Our first and most important investment was hiring someone who had the passion, strategic mindset, and cross-cultural fluency to lead this work. For us, that leader is Levis Nderitu, now PATH’s Global Head of Diversity, Equity, and Inclusion. Levis and his team have aligned and prioritized our many employee-led DEI workstreams around the world. And they’ve provided invaluable support and visibility to our People Resource Groups.
Our DEI team also worked to ensure our transparency—providing updates on progress and setting an example for “learning out loud” together. Along the way, staff have opportunities to provide feedback through our internal employee engagement platforms. Data collection and measurement has informed our processes, confirmed our progress, and furthered our organizational culture of accountability.
For example, our data showed that people of color and women were significantly underrepresented at the manager and executive levels. To address this, we launched the ELEVATE Sponsorship Program—a talent development and leadership acceleration initiative for Asian, Black, and Hispanic/Latino emerging leaders at PATH. We have now had three cohorts of talented leaders go through the ELEVATE program, 60 percent of whom have been women of color.
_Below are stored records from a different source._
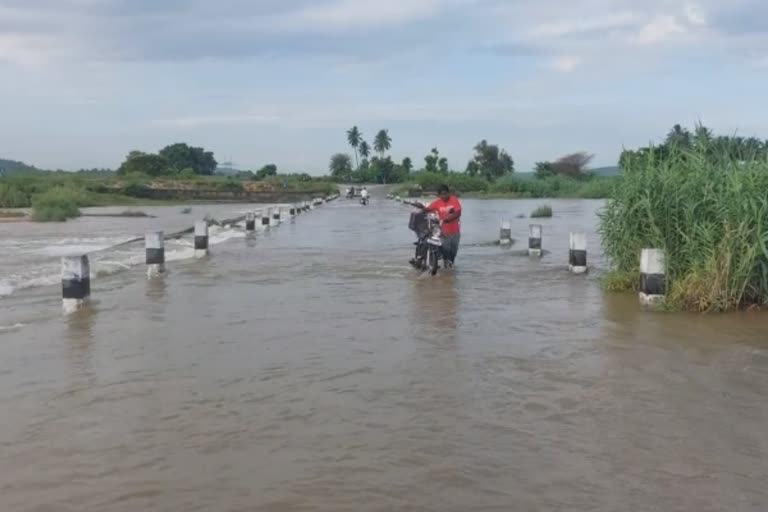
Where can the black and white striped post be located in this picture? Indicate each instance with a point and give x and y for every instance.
(577, 253)
(534, 240)
(653, 280)
(154, 244)
(75, 283)
(505, 233)
(201, 239)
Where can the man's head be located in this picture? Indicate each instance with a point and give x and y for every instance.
(443, 192)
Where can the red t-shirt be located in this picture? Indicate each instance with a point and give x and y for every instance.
(443, 209)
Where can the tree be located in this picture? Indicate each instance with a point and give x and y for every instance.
(355, 138)
(182, 156)
(491, 162)
(267, 170)
(573, 165)
(383, 169)
(341, 167)
(431, 160)
(365, 150)
(382, 143)
(145, 163)
(678, 136)
(407, 165)
(544, 169)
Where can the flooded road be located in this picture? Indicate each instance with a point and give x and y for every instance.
(309, 368)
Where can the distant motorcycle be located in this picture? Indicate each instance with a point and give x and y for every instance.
(429, 247)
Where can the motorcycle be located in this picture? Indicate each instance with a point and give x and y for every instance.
(429, 247)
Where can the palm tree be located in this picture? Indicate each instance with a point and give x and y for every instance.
(354, 137)
(382, 142)
(365, 149)
(679, 136)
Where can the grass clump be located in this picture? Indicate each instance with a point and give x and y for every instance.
(709, 212)
(543, 211)
(58, 204)
(12, 196)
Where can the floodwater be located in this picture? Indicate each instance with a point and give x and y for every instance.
(309, 368)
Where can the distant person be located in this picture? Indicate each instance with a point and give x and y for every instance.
(448, 209)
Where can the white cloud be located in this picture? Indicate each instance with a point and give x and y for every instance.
(565, 27)
(566, 63)
(347, 14)
(695, 15)
(660, 29)
(227, 119)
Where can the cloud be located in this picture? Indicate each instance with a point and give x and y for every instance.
(216, 119)
(659, 29)
(566, 63)
(584, 25)
(695, 15)
(357, 14)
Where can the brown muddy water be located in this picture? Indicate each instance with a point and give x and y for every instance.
(308, 368)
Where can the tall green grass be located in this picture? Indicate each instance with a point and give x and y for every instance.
(58, 204)
(709, 213)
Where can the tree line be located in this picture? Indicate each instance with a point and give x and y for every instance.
(178, 159)
(702, 141)
(489, 161)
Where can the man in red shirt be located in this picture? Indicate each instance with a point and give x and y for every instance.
(448, 208)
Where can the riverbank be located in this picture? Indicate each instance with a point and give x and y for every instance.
(57, 197)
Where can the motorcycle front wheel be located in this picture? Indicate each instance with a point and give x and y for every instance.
(433, 261)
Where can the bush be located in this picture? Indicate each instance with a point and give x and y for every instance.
(13, 197)
(58, 204)
(709, 215)
(187, 174)
(137, 190)
(543, 211)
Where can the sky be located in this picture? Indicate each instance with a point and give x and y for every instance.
(83, 82)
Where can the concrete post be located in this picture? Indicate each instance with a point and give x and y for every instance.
(577, 254)
(201, 239)
(274, 216)
(534, 240)
(653, 281)
(75, 282)
(154, 243)
(505, 233)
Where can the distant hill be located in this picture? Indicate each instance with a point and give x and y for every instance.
(11, 167)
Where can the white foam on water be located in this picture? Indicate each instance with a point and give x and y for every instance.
(103, 264)
(14, 327)
(5, 288)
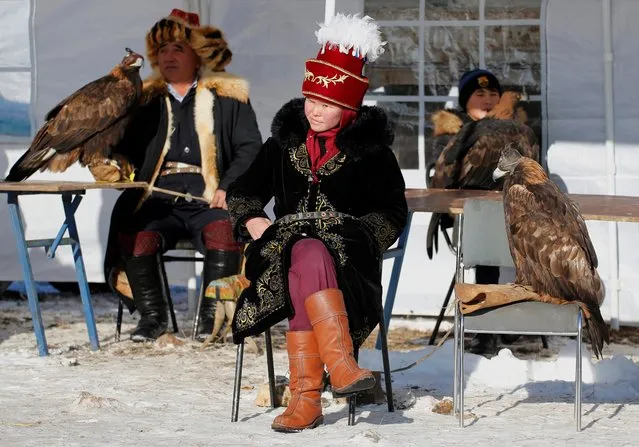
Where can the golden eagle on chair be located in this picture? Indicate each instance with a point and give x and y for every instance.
(469, 159)
(86, 126)
(549, 241)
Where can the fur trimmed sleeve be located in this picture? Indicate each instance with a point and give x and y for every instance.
(246, 141)
(247, 196)
(387, 207)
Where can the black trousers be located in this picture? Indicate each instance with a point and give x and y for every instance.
(175, 220)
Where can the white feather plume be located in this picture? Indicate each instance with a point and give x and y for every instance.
(360, 35)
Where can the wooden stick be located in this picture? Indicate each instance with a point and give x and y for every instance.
(177, 194)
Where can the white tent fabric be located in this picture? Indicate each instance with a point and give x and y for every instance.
(577, 127)
(76, 42)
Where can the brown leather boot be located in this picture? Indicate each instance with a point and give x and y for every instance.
(327, 313)
(307, 370)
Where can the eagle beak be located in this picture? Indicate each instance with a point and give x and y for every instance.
(498, 173)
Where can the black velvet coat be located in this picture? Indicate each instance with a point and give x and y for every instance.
(363, 181)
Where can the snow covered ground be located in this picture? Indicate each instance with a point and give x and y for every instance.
(131, 394)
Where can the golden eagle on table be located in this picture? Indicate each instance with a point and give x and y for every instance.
(469, 159)
(86, 126)
(549, 241)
Our efforts have yielded real progress. We’re proud to say that, as of today, 62 percent of PATH’s leaders are women. PATH’s Executive Team is 50 percent people of color, and it has reached gender parity. And our regional chiefs are experts who are from and living in the regions—part of an intentional effort to shift decision-making power and influence to local leaders.
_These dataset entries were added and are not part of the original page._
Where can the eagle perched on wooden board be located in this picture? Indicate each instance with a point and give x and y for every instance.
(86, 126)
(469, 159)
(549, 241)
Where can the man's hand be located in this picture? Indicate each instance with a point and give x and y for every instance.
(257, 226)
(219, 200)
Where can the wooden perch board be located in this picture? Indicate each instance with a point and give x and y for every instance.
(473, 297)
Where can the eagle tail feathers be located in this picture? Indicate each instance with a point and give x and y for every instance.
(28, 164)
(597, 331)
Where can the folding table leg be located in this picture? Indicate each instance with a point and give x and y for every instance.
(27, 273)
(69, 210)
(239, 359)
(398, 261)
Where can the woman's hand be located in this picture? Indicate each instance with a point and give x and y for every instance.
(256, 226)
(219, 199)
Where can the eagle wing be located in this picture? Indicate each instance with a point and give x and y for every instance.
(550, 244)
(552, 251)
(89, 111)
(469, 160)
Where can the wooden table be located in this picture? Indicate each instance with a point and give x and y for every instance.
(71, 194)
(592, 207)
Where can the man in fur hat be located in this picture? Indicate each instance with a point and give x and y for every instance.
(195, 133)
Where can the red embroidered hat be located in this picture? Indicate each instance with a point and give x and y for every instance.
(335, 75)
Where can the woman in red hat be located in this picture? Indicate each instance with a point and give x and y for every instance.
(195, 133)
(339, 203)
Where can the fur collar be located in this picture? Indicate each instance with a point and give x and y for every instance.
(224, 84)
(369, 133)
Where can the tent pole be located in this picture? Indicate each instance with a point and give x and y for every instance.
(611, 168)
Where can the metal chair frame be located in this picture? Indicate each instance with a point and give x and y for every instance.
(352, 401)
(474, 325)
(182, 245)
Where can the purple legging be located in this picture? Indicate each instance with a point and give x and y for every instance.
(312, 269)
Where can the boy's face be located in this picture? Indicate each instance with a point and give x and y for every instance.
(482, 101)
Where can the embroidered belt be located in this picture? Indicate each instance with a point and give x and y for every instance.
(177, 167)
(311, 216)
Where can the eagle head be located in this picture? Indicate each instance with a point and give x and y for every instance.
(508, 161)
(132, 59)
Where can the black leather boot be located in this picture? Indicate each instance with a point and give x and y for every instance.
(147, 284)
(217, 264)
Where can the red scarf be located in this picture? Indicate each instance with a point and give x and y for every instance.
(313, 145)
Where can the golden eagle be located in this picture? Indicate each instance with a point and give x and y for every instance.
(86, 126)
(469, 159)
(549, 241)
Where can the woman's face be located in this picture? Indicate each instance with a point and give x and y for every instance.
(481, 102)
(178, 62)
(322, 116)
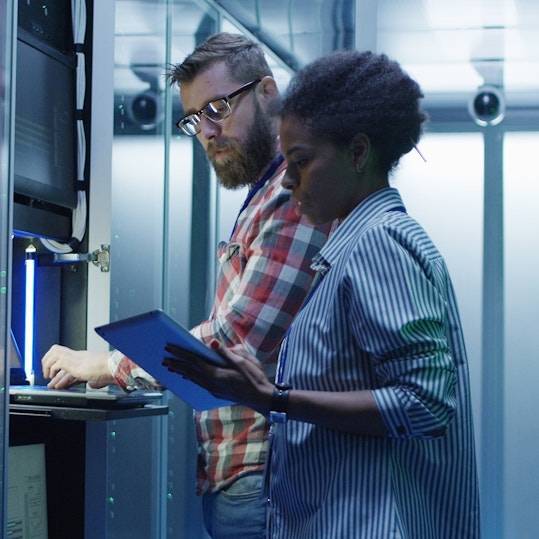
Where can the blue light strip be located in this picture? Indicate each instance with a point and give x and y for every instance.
(30, 267)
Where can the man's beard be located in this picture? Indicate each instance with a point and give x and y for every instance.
(245, 162)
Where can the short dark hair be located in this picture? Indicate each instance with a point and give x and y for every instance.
(349, 92)
(245, 59)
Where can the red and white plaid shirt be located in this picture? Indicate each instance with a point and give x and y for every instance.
(263, 278)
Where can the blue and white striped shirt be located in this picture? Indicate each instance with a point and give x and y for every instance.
(384, 317)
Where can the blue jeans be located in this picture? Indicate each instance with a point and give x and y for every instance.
(237, 511)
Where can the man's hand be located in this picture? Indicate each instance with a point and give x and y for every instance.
(66, 367)
(241, 380)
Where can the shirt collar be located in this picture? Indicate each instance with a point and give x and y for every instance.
(384, 200)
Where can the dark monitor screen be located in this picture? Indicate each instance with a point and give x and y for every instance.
(45, 126)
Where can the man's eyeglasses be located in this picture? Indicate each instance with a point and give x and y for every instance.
(216, 111)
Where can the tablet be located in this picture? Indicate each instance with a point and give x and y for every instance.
(142, 338)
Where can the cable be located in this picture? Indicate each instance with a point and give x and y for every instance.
(78, 218)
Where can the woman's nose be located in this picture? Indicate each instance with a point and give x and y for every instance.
(287, 182)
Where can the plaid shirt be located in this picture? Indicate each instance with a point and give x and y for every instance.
(264, 275)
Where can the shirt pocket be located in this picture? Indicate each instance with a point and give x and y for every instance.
(231, 259)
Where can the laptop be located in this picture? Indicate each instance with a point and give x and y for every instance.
(143, 338)
(110, 398)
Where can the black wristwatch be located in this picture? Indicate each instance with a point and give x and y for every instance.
(279, 403)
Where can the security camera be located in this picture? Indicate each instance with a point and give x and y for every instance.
(145, 110)
(487, 106)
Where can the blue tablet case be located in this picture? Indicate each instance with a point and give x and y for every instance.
(142, 338)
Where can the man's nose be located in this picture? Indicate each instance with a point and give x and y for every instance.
(209, 129)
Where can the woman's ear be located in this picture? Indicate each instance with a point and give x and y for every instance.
(360, 148)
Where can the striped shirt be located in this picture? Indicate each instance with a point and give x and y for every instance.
(263, 277)
(384, 317)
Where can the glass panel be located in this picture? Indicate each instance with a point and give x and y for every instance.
(6, 39)
(521, 192)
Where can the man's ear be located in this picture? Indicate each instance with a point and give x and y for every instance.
(267, 88)
(360, 148)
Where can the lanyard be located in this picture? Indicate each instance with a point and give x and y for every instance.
(257, 186)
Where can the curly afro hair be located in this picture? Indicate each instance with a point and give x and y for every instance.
(348, 92)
A global and local approach
Because PATH works in more than 70 countries, we have a global DEI strategy—there are aspects of the work that should transcend geographies. For instance, we recently provided cultural competency training to 100 of PATH’s leaders from across all regions, helping ensure PATH’s leaders have the skills they need to manage across cultures and lead with equity and inclusion.
However, we also know that DEI cannot be addressed entirely at the global level. For a DEI strategy to be effective, it must be localized and contextualized to regions’ unique needs. We created DEI Regional Councils to help us find our way to appropriate divides between global and local decisions and priorities.
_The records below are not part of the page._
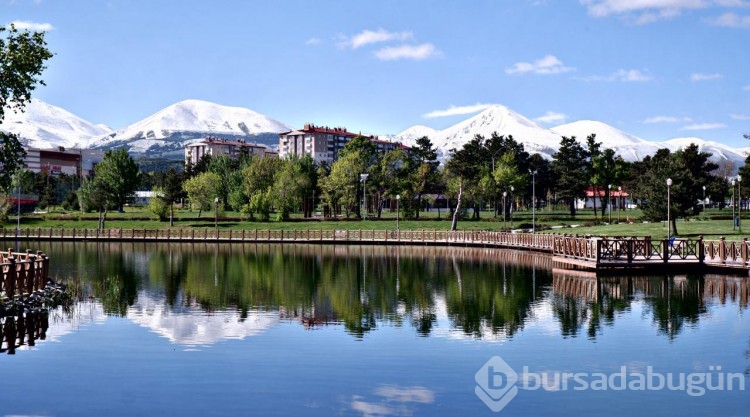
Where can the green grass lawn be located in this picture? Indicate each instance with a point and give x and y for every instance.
(713, 224)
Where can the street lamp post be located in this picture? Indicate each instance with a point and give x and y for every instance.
(734, 203)
(511, 206)
(739, 206)
(533, 200)
(363, 178)
(669, 225)
(18, 209)
(505, 193)
(609, 202)
(216, 213)
(398, 197)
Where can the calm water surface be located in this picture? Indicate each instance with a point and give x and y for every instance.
(197, 330)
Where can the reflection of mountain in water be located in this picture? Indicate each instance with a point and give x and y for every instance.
(191, 325)
(199, 294)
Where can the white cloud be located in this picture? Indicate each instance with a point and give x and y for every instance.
(547, 65)
(33, 26)
(631, 75)
(416, 52)
(552, 117)
(457, 111)
(648, 11)
(368, 37)
(704, 77)
(704, 126)
(666, 119)
(621, 75)
(732, 20)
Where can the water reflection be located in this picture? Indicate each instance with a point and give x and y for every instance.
(199, 293)
(22, 330)
(392, 400)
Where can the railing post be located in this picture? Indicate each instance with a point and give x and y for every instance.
(10, 279)
(631, 249)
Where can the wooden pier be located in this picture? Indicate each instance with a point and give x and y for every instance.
(22, 273)
(572, 252)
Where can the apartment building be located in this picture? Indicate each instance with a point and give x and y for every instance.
(60, 160)
(218, 146)
(324, 143)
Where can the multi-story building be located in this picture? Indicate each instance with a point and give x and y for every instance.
(59, 160)
(217, 146)
(324, 143)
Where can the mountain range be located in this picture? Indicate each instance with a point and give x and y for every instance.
(166, 132)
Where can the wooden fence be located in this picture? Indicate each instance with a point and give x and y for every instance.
(22, 272)
(599, 251)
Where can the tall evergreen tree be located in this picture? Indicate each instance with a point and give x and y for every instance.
(569, 164)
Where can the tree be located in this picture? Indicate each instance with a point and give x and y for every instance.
(171, 191)
(120, 174)
(462, 166)
(289, 188)
(202, 189)
(689, 170)
(342, 185)
(22, 58)
(424, 177)
(569, 164)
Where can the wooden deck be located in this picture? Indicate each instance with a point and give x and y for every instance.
(572, 252)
For example, our data show we have not yet attained gender parity in the Africa region, so we are focusing on increasing the representation of women in our staff and leadership. In the United States, our data reveal that we need more representation for Black Americans and Hispanic Latinos. We are implementing intentional initiatives to address these gaps. For instance, we have career fairs in universities that are diverse to ensure that we attract a diverse pool of candidates, and we are intentionally removing biases in our recruitment practices, including training recruiters on inclusive recruitment.
To address equity in our public health approach to programming, we created the Equity in Programming Benchmarks—a tool that enables staff to make and track progress toward our equity goals. Using the benchmarks, we are better able to assess our programming and work to ensure that all of our projects center respectful partnerships and community priorities.
These are just a few examples of how our DEI journey is leading to practical, tangible changes and better ways of doing business for PATH and our people.
Looking ahead
No DEI achievement is ever an endpoint. They are milestones along an indefinite but essential journey and eventually, the DEI goals and the overall organizational goals will become one and the same. As a leader, you do not need to know (and, in fact, you cannot know) where exactly the journey will lead. And that is okay. You and your team will figure it out together. It’s your job to invite input, dedicate resources, and embrace the process of realizing a more diverse, equitable, and inclusive workplace. While this ambitious, important work is not simple, it is always worth it.